1

The task:

I am working with 4 TB of data/files, stored on an external usb disk: images, html, videos, executables and so on.

I want to index all those files in a sqlite3 database with the following schema:

path TEXT, mimetype TEXT, filetype TEXT, size INT

So far:

I os.walk recursively through the mounted directory, execute the linux file command with python's subprocess and get the size with os.path.getsize(). Finally the results are written into the database, stored on my computer - the usb is mounted with -o ro, of course. No threading, by the way

You can see the full code here http://hub.darcs.net/ampoffcom/smtid/browse/smtid.py

The problem:

The code is really slow. I realized that the deeper the direcory structure, the slower the code.
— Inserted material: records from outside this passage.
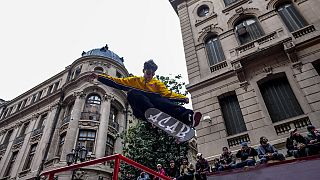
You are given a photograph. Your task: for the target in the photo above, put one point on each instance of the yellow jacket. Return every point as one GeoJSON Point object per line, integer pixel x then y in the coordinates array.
{"type": "Point", "coordinates": [139, 83]}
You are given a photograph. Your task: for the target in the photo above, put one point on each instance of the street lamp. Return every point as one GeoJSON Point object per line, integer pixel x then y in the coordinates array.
{"type": "Point", "coordinates": [80, 152]}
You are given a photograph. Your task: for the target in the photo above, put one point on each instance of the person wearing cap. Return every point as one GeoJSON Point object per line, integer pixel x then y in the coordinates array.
{"type": "Point", "coordinates": [143, 176]}
{"type": "Point", "coordinates": [160, 170]}
{"type": "Point", "coordinates": [173, 171]}
{"type": "Point", "coordinates": [227, 160]}
{"type": "Point", "coordinates": [313, 137]}
{"type": "Point", "coordinates": [202, 168]}
{"type": "Point", "coordinates": [186, 170]}
{"type": "Point", "coordinates": [148, 92]}
{"type": "Point", "coordinates": [247, 155]}
{"type": "Point", "coordinates": [297, 144]}
{"type": "Point", "coordinates": [268, 152]}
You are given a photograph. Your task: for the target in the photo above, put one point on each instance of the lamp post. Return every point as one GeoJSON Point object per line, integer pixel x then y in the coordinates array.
{"type": "Point", "coordinates": [80, 152]}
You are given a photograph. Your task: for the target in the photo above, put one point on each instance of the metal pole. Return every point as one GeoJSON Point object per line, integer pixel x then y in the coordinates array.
{"type": "Point", "coordinates": [116, 168]}
{"type": "Point", "coordinates": [51, 176]}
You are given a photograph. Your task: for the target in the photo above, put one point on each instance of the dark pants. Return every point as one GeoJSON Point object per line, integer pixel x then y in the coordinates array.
{"type": "Point", "coordinates": [185, 177]}
{"type": "Point", "coordinates": [141, 101]}
{"type": "Point", "coordinates": [201, 176]}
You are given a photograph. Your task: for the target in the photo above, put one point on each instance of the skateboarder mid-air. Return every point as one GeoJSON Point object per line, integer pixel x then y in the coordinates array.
{"type": "Point", "coordinates": [147, 92]}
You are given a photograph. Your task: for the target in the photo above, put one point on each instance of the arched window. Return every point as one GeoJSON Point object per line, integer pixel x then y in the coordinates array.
{"type": "Point", "coordinates": [214, 50]}
{"type": "Point", "coordinates": [280, 99]}
{"type": "Point", "coordinates": [291, 17]}
{"type": "Point", "coordinates": [94, 99]}
{"type": "Point", "coordinates": [98, 69]}
{"type": "Point", "coordinates": [92, 107]}
{"type": "Point", "coordinates": [203, 11]}
{"type": "Point", "coordinates": [248, 30]}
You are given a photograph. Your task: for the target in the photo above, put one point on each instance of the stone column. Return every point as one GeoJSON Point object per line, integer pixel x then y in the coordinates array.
{"type": "Point", "coordinates": [118, 147]}
{"type": "Point", "coordinates": [103, 127]}
{"type": "Point", "coordinates": [42, 145]}
{"type": "Point", "coordinates": [73, 128]}
{"type": "Point", "coordinates": [56, 137]}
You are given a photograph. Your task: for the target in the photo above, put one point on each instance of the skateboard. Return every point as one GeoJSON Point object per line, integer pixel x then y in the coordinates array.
{"type": "Point", "coordinates": [170, 125]}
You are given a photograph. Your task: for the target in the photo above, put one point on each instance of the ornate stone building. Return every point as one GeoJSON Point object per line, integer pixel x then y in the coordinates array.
{"type": "Point", "coordinates": [253, 68]}
{"type": "Point", "coordinates": [41, 126]}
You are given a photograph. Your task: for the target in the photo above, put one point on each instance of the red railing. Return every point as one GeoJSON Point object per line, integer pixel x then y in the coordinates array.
{"type": "Point", "coordinates": [117, 158]}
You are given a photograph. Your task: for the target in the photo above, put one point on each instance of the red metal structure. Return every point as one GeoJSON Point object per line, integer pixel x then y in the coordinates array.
{"type": "Point", "coordinates": [117, 158]}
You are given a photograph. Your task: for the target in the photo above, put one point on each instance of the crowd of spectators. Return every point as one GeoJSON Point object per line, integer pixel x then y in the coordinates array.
{"type": "Point", "coordinates": [296, 144]}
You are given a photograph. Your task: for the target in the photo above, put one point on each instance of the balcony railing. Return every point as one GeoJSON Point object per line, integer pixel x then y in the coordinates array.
{"type": "Point", "coordinates": [37, 131]}
{"type": "Point", "coordinates": [18, 140]}
{"type": "Point", "coordinates": [3, 146]}
{"type": "Point", "coordinates": [235, 141]}
{"type": "Point", "coordinates": [260, 43]}
{"type": "Point", "coordinates": [218, 66]}
{"type": "Point", "coordinates": [90, 116]}
{"type": "Point", "coordinates": [287, 126]}
{"type": "Point", "coordinates": [66, 119]}
{"type": "Point", "coordinates": [303, 31]}
{"type": "Point", "coordinates": [114, 125]}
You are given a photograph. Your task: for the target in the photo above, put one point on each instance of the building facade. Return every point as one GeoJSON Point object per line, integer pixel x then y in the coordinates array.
{"type": "Point", "coordinates": [41, 126]}
{"type": "Point", "coordinates": [253, 68]}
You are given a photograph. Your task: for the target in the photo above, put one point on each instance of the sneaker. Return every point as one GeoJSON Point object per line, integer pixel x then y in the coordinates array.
{"type": "Point", "coordinates": [195, 119]}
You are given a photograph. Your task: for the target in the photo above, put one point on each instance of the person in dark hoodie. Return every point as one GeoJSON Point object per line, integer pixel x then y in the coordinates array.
{"type": "Point", "coordinates": [268, 152]}
{"type": "Point", "coordinates": [297, 144]}
{"type": "Point", "coordinates": [247, 155]}
{"type": "Point", "coordinates": [173, 170]}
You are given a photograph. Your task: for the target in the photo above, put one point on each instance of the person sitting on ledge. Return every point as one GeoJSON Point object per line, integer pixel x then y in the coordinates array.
{"type": "Point", "coordinates": [297, 144]}
{"type": "Point", "coordinates": [227, 160]}
{"type": "Point", "coordinates": [247, 155]}
{"type": "Point", "coordinates": [268, 152]}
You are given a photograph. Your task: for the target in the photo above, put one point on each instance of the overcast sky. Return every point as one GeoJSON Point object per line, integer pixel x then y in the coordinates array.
{"type": "Point", "coordinates": [39, 38]}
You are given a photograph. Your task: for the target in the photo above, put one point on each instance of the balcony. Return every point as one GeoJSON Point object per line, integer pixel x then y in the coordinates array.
{"type": "Point", "coordinates": [66, 119]}
{"type": "Point", "coordinates": [303, 31]}
{"type": "Point", "coordinates": [235, 141]}
{"type": "Point", "coordinates": [94, 116]}
{"type": "Point", "coordinates": [285, 127]}
{"type": "Point", "coordinates": [274, 39]}
{"type": "Point", "coordinates": [114, 125]}
{"type": "Point", "coordinates": [3, 147]}
{"type": "Point", "coordinates": [37, 131]}
{"type": "Point", "coordinates": [18, 140]}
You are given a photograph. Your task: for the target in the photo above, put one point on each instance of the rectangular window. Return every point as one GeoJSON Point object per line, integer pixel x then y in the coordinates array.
{"type": "Point", "coordinates": [214, 51]}
{"type": "Point", "coordinates": [56, 85]}
{"type": "Point", "coordinates": [49, 89]}
{"type": "Point", "coordinates": [32, 151]}
{"type": "Point", "coordinates": [34, 97]}
{"type": "Point", "coordinates": [86, 138]}
{"type": "Point", "coordinates": [8, 136]}
{"type": "Point", "coordinates": [23, 129]}
{"type": "Point", "coordinates": [11, 163]}
{"type": "Point", "coordinates": [291, 17]}
{"type": "Point", "coordinates": [42, 121]}
{"type": "Point", "coordinates": [316, 66]}
{"type": "Point", "coordinates": [110, 146]}
{"type": "Point", "coordinates": [61, 143]}
{"type": "Point", "coordinates": [232, 115]}
{"type": "Point", "coordinates": [280, 99]}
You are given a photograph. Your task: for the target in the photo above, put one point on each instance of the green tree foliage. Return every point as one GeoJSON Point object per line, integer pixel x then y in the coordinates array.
{"type": "Point", "coordinates": [150, 146]}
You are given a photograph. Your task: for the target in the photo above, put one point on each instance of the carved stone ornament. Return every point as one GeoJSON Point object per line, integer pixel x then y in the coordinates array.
{"type": "Point", "coordinates": [79, 94]}
{"type": "Point", "coordinates": [268, 70]}
{"type": "Point", "coordinates": [108, 97]}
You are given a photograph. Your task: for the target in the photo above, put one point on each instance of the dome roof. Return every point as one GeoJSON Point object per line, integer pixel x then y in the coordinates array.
{"type": "Point", "coordinates": [104, 52]}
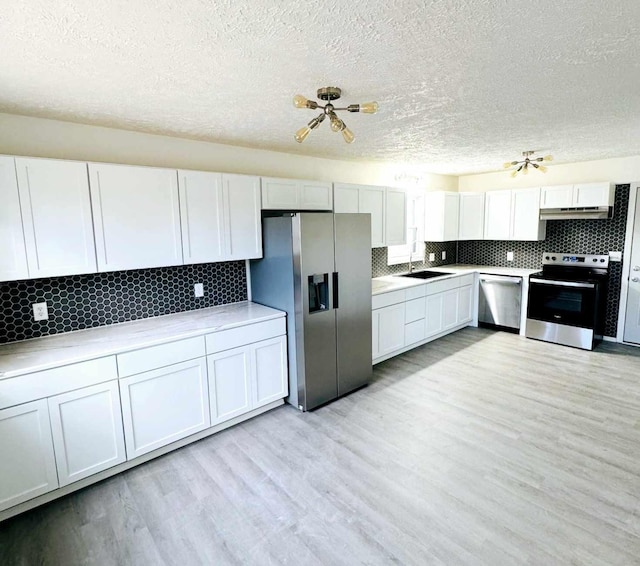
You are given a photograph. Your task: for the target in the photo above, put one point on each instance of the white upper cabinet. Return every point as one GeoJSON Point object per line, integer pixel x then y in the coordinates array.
{"type": "Point", "coordinates": [556, 196]}
{"type": "Point", "coordinates": [241, 206]}
{"type": "Point", "coordinates": [220, 216]}
{"type": "Point", "coordinates": [13, 256]}
{"type": "Point", "coordinates": [395, 217]}
{"type": "Point", "coordinates": [202, 218]}
{"type": "Point", "coordinates": [441, 216]}
{"type": "Point", "coordinates": [56, 216]}
{"type": "Point", "coordinates": [292, 194]}
{"type": "Point", "coordinates": [387, 207]}
{"type": "Point", "coordinates": [497, 215]}
{"type": "Point", "coordinates": [593, 194]}
{"type": "Point", "coordinates": [471, 225]}
{"type": "Point", "coordinates": [137, 216]}
{"type": "Point", "coordinates": [581, 195]}
{"type": "Point", "coordinates": [525, 216]}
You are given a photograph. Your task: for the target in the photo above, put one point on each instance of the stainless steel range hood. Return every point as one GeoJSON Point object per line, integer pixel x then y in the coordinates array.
{"type": "Point", "coordinates": [577, 213]}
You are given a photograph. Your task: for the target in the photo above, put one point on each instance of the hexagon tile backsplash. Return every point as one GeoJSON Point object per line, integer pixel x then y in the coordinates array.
{"type": "Point", "coordinates": [85, 301]}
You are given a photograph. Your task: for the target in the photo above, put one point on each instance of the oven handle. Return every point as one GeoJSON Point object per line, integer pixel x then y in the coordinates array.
{"type": "Point", "coordinates": [564, 283]}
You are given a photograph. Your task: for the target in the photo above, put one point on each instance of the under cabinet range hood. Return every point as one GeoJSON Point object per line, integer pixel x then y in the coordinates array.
{"type": "Point", "coordinates": [577, 213]}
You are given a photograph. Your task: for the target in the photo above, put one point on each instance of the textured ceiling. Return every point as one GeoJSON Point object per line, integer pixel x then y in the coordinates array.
{"type": "Point", "coordinates": [462, 85]}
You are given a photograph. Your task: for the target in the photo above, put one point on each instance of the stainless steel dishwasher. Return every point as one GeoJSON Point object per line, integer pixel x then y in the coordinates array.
{"type": "Point", "coordinates": [500, 301]}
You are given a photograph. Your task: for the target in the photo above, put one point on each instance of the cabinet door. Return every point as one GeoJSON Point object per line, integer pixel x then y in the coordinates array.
{"type": "Point", "coordinates": [56, 213]}
{"type": "Point", "coordinates": [13, 256]}
{"type": "Point", "coordinates": [315, 196]}
{"type": "Point", "coordinates": [389, 329]}
{"type": "Point", "coordinates": [471, 225]}
{"type": "Point", "coordinates": [201, 214]}
{"type": "Point", "coordinates": [450, 305]}
{"type": "Point", "coordinates": [371, 200]}
{"type": "Point", "coordinates": [164, 405]}
{"type": "Point", "coordinates": [243, 227]}
{"type": "Point", "coordinates": [27, 463]}
{"type": "Point", "coordinates": [593, 194]}
{"type": "Point", "coordinates": [558, 196]}
{"type": "Point", "coordinates": [87, 431]}
{"type": "Point", "coordinates": [465, 304]}
{"type": "Point", "coordinates": [229, 383]}
{"type": "Point", "coordinates": [346, 198]}
{"type": "Point", "coordinates": [525, 215]}
{"type": "Point", "coordinates": [433, 315]}
{"type": "Point", "coordinates": [280, 194]}
{"type": "Point", "coordinates": [269, 370]}
{"type": "Point", "coordinates": [137, 216]}
{"type": "Point", "coordinates": [395, 217]}
{"type": "Point", "coordinates": [497, 215]}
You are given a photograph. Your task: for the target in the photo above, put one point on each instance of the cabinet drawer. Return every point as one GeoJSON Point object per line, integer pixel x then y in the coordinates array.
{"type": "Point", "coordinates": [415, 292]}
{"type": "Point", "coordinates": [414, 310]}
{"type": "Point", "coordinates": [41, 384]}
{"type": "Point", "coordinates": [465, 280]}
{"type": "Point", "coordinates": [235, 337]}
{"type": "Point", "coordinates": [163, 355]}
{"type": "Point", "coordinates": [441, 286]}
{"type": "Point", "coordinates": [387, 299]}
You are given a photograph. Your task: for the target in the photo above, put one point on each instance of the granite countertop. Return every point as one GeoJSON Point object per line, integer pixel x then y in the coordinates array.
{"type": "Point", "coordinates": [389, 283]}
{"type": "Point", "coordinates": [37, 354]}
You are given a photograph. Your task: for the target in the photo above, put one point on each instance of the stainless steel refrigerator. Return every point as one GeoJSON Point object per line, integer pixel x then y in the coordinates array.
{"type": "Point", "coordinates": [317, 268]}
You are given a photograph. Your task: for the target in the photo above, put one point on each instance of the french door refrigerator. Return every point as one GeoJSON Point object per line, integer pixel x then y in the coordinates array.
{"type": "Point", "coordinates": [317, 268]}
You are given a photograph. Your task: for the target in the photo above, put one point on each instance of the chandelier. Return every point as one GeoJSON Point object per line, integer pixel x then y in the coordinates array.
{"type": "Point", "coordinates": [528, 163]}
{"type": "Point", "coordinates": [329, 94]}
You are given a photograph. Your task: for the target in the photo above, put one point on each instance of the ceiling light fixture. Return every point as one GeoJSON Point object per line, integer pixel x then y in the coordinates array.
{"type": "Point", "coordinates": [528, 163]}
{"type": "Point", "coordinates": [329, 94]}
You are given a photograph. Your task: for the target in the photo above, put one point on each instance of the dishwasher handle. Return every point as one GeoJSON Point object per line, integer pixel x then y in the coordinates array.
{"type": "Point", "coordinates": [505, 279]}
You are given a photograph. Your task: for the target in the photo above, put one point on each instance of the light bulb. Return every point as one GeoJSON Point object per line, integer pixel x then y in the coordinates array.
{"type": "Point", "coordinates": [300, 101]}
{"type": "Point", "coordinates": [302, 134]}
{"type": "Point", "coordinates": [369, 107]}
{"type": "Point", "coordinates": [347, 134]}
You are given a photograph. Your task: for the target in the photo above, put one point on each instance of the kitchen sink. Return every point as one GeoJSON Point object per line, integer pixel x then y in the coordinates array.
{"type": "Point", "coordinates": [423, 274]}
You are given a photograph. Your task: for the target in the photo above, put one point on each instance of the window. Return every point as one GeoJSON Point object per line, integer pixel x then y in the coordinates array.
{"type": "Point", "coordinates": [413, 250]}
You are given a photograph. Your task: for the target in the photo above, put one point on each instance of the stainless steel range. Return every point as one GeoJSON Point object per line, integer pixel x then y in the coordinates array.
{"type": "Point", "coordinates": [568, 300]}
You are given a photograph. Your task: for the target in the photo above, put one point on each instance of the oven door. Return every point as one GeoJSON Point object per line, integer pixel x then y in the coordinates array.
{"type": "Point", "coordinates": [570, 303]}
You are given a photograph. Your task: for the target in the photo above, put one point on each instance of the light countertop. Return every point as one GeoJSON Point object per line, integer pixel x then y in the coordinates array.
{"type": "Point", "coordinates": [389, 283]}
{"type": "Point", "coordinates": [37, 354]}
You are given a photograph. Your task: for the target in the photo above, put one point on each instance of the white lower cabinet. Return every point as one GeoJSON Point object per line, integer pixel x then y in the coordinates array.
{"type": "Point", "coordinates": [388, 329]}
{"type": "Point", "coordinates": [229, 375]}
{"type": "Point", "coordinates": [245, 378]}
{"type": "Point", "coordinates": [87, 431]}
{"type": "Point", "coordinates": [27, 461]}
{"type": "Point", "coordinates": [164, 405]}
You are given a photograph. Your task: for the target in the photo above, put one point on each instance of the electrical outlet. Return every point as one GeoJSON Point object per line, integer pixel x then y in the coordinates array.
{"type": "Point", "coordinates": [40, 311]}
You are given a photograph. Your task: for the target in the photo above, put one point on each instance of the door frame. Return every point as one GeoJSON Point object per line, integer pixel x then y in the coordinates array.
{"type": "Point", "coordinates": [634, 189]}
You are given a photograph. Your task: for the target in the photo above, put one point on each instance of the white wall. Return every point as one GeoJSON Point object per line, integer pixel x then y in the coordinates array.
{"type": "Point", "coordinates": [619, 170]}
{"type": "Point", "coordinates": [38, 137]}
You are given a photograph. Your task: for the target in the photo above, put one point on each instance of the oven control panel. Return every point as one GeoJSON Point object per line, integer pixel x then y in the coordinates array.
{"type": "Point", "coordinates": [578, 260]}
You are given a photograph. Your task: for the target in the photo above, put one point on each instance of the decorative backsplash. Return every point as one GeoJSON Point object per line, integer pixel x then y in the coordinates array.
{"type": "Point", "coordinates": [379, 265]}
{"type": "Point", "coordinates": [86, 301]}
{"type": "Point", "coordinates": [577, 236]}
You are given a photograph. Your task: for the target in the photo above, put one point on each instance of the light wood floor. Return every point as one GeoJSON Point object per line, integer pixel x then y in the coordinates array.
{"type": "Point", "coordinates": [479, 448]}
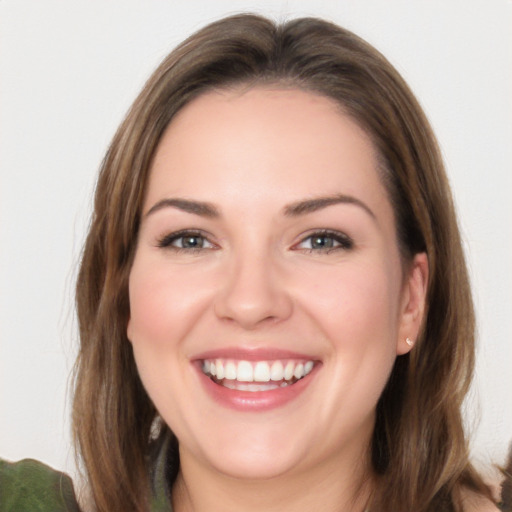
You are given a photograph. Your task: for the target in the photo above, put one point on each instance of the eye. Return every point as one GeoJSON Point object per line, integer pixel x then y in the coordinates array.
{"type": "Point", "coordinates": [186, 241]}
{"type": "Point", "coordinates": [325, 241]}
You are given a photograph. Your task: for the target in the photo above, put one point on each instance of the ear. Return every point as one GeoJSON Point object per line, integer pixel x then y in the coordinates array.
{"type": "Point", "coordinates": [129, 329]}
{"type": "Point", "coordinates": [413, 300]}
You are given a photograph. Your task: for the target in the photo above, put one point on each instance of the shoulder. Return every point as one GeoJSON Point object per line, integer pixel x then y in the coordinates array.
{"type": "Point", "coordinates": [474, 502]}
{"type": "Point", "coordinates": [32, 485]}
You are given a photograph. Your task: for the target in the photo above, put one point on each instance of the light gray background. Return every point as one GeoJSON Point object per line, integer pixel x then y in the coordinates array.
{"type": "Point", "coordinates": [70, 69]}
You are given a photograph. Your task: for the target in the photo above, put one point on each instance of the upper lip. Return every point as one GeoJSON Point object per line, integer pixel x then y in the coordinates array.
{"type": "Point", "coordinates": [252, 354]}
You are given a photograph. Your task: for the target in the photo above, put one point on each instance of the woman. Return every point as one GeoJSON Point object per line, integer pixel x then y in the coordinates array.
{"type": "Point", "coordinates": [273, 304]}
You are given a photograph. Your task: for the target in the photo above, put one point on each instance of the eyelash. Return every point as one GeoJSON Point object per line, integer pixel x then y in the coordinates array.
{"type": "Point", "coordinates": [344, 242]}
{"type": "Point", "coordinates": [167, 241]}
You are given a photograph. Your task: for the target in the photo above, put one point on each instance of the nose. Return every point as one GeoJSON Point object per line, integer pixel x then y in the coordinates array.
{"type": "Point", "coordinates": [253, 293]}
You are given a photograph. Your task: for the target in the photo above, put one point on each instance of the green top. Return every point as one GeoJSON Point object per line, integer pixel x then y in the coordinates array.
{"type": "Point", "coordinates": [31, 486]}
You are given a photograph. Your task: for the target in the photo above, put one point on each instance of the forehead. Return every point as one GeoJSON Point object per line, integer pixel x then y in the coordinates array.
{"type": "Point", "coordinates": [261, 140]}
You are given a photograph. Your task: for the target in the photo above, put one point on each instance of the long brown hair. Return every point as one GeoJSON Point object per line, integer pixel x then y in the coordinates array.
{"type": "Point", "coordinates": [419, 451]}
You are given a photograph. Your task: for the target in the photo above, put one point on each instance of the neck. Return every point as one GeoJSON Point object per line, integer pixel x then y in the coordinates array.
{"type": "Point", "coordinates": [330, 488]}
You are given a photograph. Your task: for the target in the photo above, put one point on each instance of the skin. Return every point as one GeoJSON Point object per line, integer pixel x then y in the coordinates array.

I suppose, os.walk might be a problem.

The questions:

  1. Is there a faster alternative to os.walk?
  2. Would threading fasten things up?
Steffen
  • 733
  • 2
  • 10
  • 24
  • 5
    make sure your doing bulk commits and not using auto commit. – monkut May 07 '15 at 06:03
  • 2
    If `os.walk` is your bottleneck, the forthcoming Python 3.5 has [`os.scandir`](https://www.python.org/dev/peps/pep-0471/) which is basically an optimized `os.walk`. – Steven Rumbalski May 07 '15 at 06:05
  • 2
    I doubt threading would help much here since this sounds like your code is primarily I/O bound. – Lukas Graf May 07 '15 at 06:10
  • You may want to consider using a Python library like `filemagic` instead of spawning a subprocess for each file. – abarnert May 07 '15 at 06:12
  • 2
    If you really really want to know for sure, then you should benchmark it and find out where the time is going. If I were to simply speculate, I'd guess that spawning new processes is no small overhead, and look at [guessing the file type using a libmagic binding for Python](http://stackoverflow.com/a/1974737/391161). – merlin2011 May 07 '15 at 06:12
  • 1
    Analyzing 4TB of data will simply not be fast. Run the program and leave for the night/weekend. – TigerhawkT3 May 07 '15 at 06:13
  • 2
    Also, I'm pretty sure there are libraries that wrap `fts` on PyPI (I was writing one myself a few years ago, until I found one already done…), which will be significantly faster than `scandir` on most filesystems (which is already faster than `walk`). Or, if you can't find one, you may want to subprocess out to `find`. (Yes, the exact opposite I gave you with `file`… but here, it's one subprocess that does a lot of work, not millions of subprocess that do very little work.) – abarnert May 07 '15 at 06:14
  • @LukasGraf I also used the python modules you suggest, but the file command on Arch is much more verbose: exact pdf and docx versions, image size and resolution, line endings, ... – Steffen May 07 '15 at 06:17
  • You should try to use profiling on the code to see what is so slow. Alternatively you can just let the program walk through the files without identifing the mime type and saving the data. Just to see if `os.walk()` is the problem. I could imaging it is the process spawning or I/O instead. – Klaus D. May 07 '15 at 06:18
  • 1
    fyi: @monkut bulk hint improved the code, 500GB in 10 minutes. – Steffen May 07 '15 at 07:19
  • And how long was it taking before? – TigerhawkT3 May 07 '15 at 07:29
  • 500GB in 10 minutes sounds reasonable. BTW, I took a peek at the code, just want to mention it's probably worth your time to get familiar with `argparse`, it takes care of most of the crap when building command line tools. – monkut May 07 '15 at 09:08
  • @StevenRumbalski `scandir()` is not faster than `os.fwalk` (note: `f`). – jfs May 09 '15 at 15:11
  • 1
    @monkut: for small personal projects (when I can install stuff), [`docopt`](http://docopt.org/) module allows to create a command-line parser from a usage message. – jfs May 09 '15 at 15:16

1 Answers1

6

Is there a faster alternative to os.walk?

Yes. In fact, multiple.

  • scandir (which will be in the stdlib in 3.5) is significantly faster than walk.
  • The C function fts is significantly faster than scandir. I'm pretty sure there are wrappers on PyPI, although I don't know one off-hand to recommend, and it's not that hard to use via ctypes or cffi if you know any C.
  • The find tool uses fts, and you can always subprocess to it if you can't use fts directly.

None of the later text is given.